Diana Rutkus no está buscando únicamente rearmar su infancia, esa etapa de la que sólo guarda retazos indefinidos que, de tanto en tanto, adquieren una forma más concreta gracias a fotos viejas, grabaciones y filmaciones. Quiere que sus padres, ya mayores, no olviden la nómade vida de artistas de circo que tuvieron, yendo de país en país a bordo de una casa rodante. A ella le falla la memoria por haber vivido aquella época a muy corta edad (sus viejos se retiraron de la vida circense cuando apenas tenía seis años). A sus padres, en cambio, los acecha la desmemoriada vejez. Si ellos olvidan, ella nunca podrá recordar. Si ella no recuerda, ellos no podrán retener los detalles de su juventud itinerante. «La memoria es así, saltarina», dice Diana cuando, en una charla, su mamá confunde instantes de la niñez de su hija con la propia.
Los viejos artistas del circo criollo son el vestigio de una forma de arte prácticamente olvidada. Hoy encontramos malabaristas en cada semáforo, los payasos se esparcieron hacia las salas teatrales y/o centros culturales, y con la aparición del descomunal Cirque du Soleil, aquel antiquísimo espectáculo popular pasó a convertirse en una moda de elite a causa de los elevadísimos precios de las entradas. Del circo de la vieja carpa levantada a duras penas, el de pueblo en pueblo, apenas quedan rastros. Sin embargo, la película no tiene como intención convertirse en un revisionismo histórico circense.
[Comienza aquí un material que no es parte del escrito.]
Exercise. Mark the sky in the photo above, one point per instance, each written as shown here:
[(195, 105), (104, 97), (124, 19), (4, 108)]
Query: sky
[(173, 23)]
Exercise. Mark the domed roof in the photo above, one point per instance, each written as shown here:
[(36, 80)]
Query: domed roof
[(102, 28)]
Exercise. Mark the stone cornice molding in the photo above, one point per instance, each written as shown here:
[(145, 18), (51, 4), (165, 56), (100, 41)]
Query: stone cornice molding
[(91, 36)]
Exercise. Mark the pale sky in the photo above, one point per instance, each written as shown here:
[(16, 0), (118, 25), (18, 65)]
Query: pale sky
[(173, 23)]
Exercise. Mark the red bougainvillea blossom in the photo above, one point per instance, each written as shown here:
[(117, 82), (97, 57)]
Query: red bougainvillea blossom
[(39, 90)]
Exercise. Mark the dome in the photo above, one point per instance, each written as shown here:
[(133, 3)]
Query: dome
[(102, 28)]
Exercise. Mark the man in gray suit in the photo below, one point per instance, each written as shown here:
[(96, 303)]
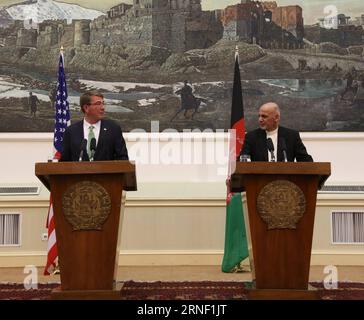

Cirquera se constituye como un documento familiar antes que como un documental.
Llegados a este punto, es pertinente establecer que, si bien por su transparencia Cirquera resulta dulce, emotiva y melancólica, retrata un universo poco corriente que acaso pueda resultar potente sólo para quienes hayan vivido experiencias similares. Mi origen familiar artístico -de nena jugaba entre bambalinas y veía a mi viejo prepararse minuciosamente para cada personaje- y mi propio recorrido, ya adulta, por el teatro y el clown, facilitaron la identificación, la recóndita emoción que no brotó a causa de formalidades cinematográficas, sino a partir de recuerdos personales. En una escena, Diana observa a una joven trapecista maquillándose frente a un espejo. Inmediatamente percibí en esa mirada el resurgimiento de la nena que miraba a su mamá caracterizándose antes de cada acto. Esa idea se rubrica unos segundos después en las palabras de la protagonista. Este fue el punto de inflexión evidente para reconocer que Cirquera es sobre un pedazo de mundo desconocido para muchos, cada vez más excepcional, y que no refiere exclusivamente a las hazañas del artista, sino a la contemplación remota de la hija de una madre trapecista y un padre domador de leones.
Diana ocupa todo el tiempo el lugar de espectadora, ya sea frente a sus padres, viejos colegas de estos o, incluso, su propio hermano actor, quien, siendo unos años mayor, guarda con nitidez las efemérides de aquella infancia y, por esta misma razón, puede exteriorizar con fluidez las emociones cuando revisan juntos viejas fotos y grabaciones. Los dos, a su manera, añoran con pesada melancolía el fin de una era mágica, aun cuando tuvieron que transitar una niñez inusual que los obligaba a cambiar de escuela cada semana y no poder mantener amistades duraderas. En el circo tenían todo lo que necesitaban para ser felices, el mundo entero a sus pies.
Los padres, por su parte, también evocan, pero desde una vejez que no mira hacia atrás con aflicción, sino con la placidez de haber experimentado la libertad plena, de haber formado parte de un cosmos fascinante y efímero. El paso del tiempo no solo repercute en la retentiva. Su rasgo más cruel atenta contra la plenitud del cuerpo que empieza a padecer el esfuerzo sobrehumano y doloroso del trabajo acrobático. Pero este no fue el motivo principal para decidir abandonar el circo. La popularidad perdida de esta forma de arte afectó notablemente la estabilidad económica familiar, y los obligó a transmutar sus identidades de virtuosos artífices por otras labores ordinarias. El padre de Diana terminó por convertirse en colectivero y empleado municipal, y la madre, en cafetera de un sindicato de artistas. Hoy, ya jubilados, no se ven afectados por ese cambio drástico de estilo de vida. En ellos conviven la nostalgia y la felicidad de saber que se permitieron ser lo que amaban, que no se deben absolutamente nada.
Cirquera (Argentina, 2012), de Andrés Habegger y Diana Rutkus, 70’.